What is "fare?" There, my friend, is the multi-billion dollar question. In most states, the rate ranges from 12.5 - 20% with an additional 3.5 to 5.8% in corporate income tax of their profits. As you have mentioned, royalties paid in ND are sort of difficult to track as they are individually negotiated with the land/mineral owner and not the state. The state indeed does take a share in production tax of about 4.5%. So, if you lump all of these taxes and royalties together for a rough figure (all high numbers) you would be looking at roughly a 30% non progressive production + royalty tax and an additional 5.8% corporate income tax. In Alaska, at the current rate, we are getting 49.1% in production/royalty plus a 9.4% corporate income tax.
The links below are not a full accounting of the tax structure of North Dakota and truthfully has little to do with the money invested in Alaska as none of the major players on the slope have investments in the Bakken field in North Dakota. However, resources that used to be used in Prudhoe, are now moving to ND.

Corporate tax ND
http://www.nd.gov/tax/business/

Oil production Tax ND
http://www.nd.gov/tax/oilgas/

Watchman on the Wall
2893
Points
Watchman on the Wall 03/31/12 - 07:26 pm
1
1
It's Their way or Sanctions

Have no fear folks OUR Prez. has it all figured out for the entire World & has placed Economic Sanctions on EVERYONE that buys Irans oil.
Obama says the World has enough sources for oil without buying Irans & it will not effect the prices at the pumps in any way.
I will ask this once again, isn't it funny or strange who Big Oil & Obama are both demanding, even threatening people to do as they say, or else it's gonna be trouble for those that don't with sanctions against them.
Alaska must give lower tax breaks or else, ALL nations must not buy Irans oil or else it's Economic sanctions against them, even America's allies are not amune to these threats.

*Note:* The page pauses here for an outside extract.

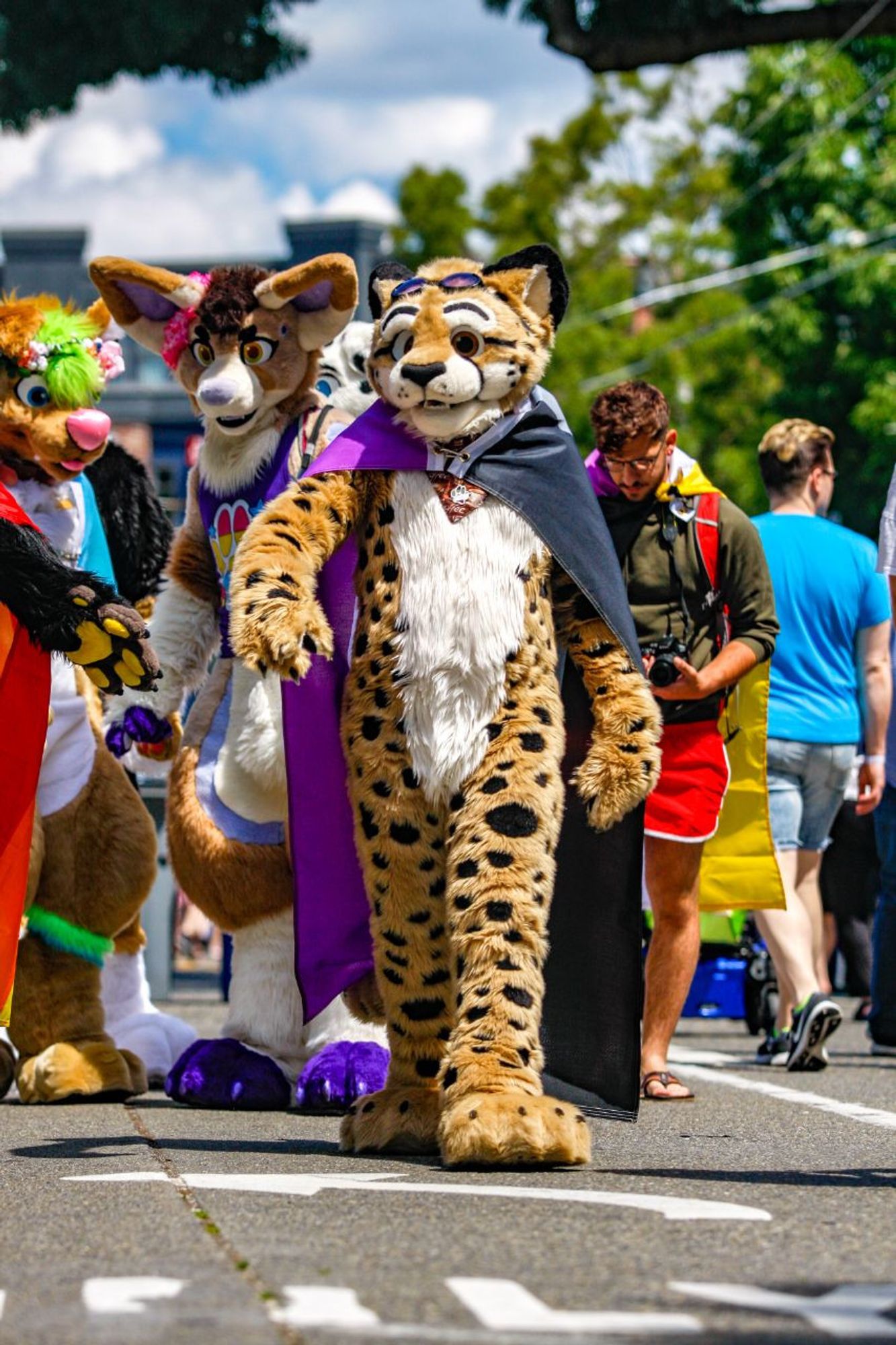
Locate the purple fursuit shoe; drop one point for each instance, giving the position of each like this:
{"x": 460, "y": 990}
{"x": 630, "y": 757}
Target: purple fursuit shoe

It does appear that Govt. & Big oil are both willing to place Economic Sanctions on EVERYONE if they don't get what they want.
Oil will never again go below $100 a barrel unless the Worlds economy crashes and the dollar is of no value, but that will cause it to skyrocket well above what it is now no matter form of currancy one has then.
High Oil will become the tool that allows more Global control of the Masses with a supposed oil shortage any day now. Shortages ment to drive up food prices as well as everything else.
All this to the point where people will either accept their rules, Sanctions or be economically shut out & starve.
Millions will starve to death in poorer nations unable to afford the prices after this shortage coming soon caused by the sanctions against who ever refuses to comply with the rules makers or can't afford the prices.

So what should Alaska do about these Economic Threats from Big Oil and how can we prepare for what the Sanctions against WE Alaskans will do tro us economically?

What about OUR nations soon to be ex allies, which is exactly whats gonna happen by this desire to control OIL and other nations. A World war is coming over OIL & the control it affords those powerful enough to regulate it's sales & prices Globally.
Are you hearing me, and why can't you see these very simple facts on forced sanctions to ALL that appose and reject their demands?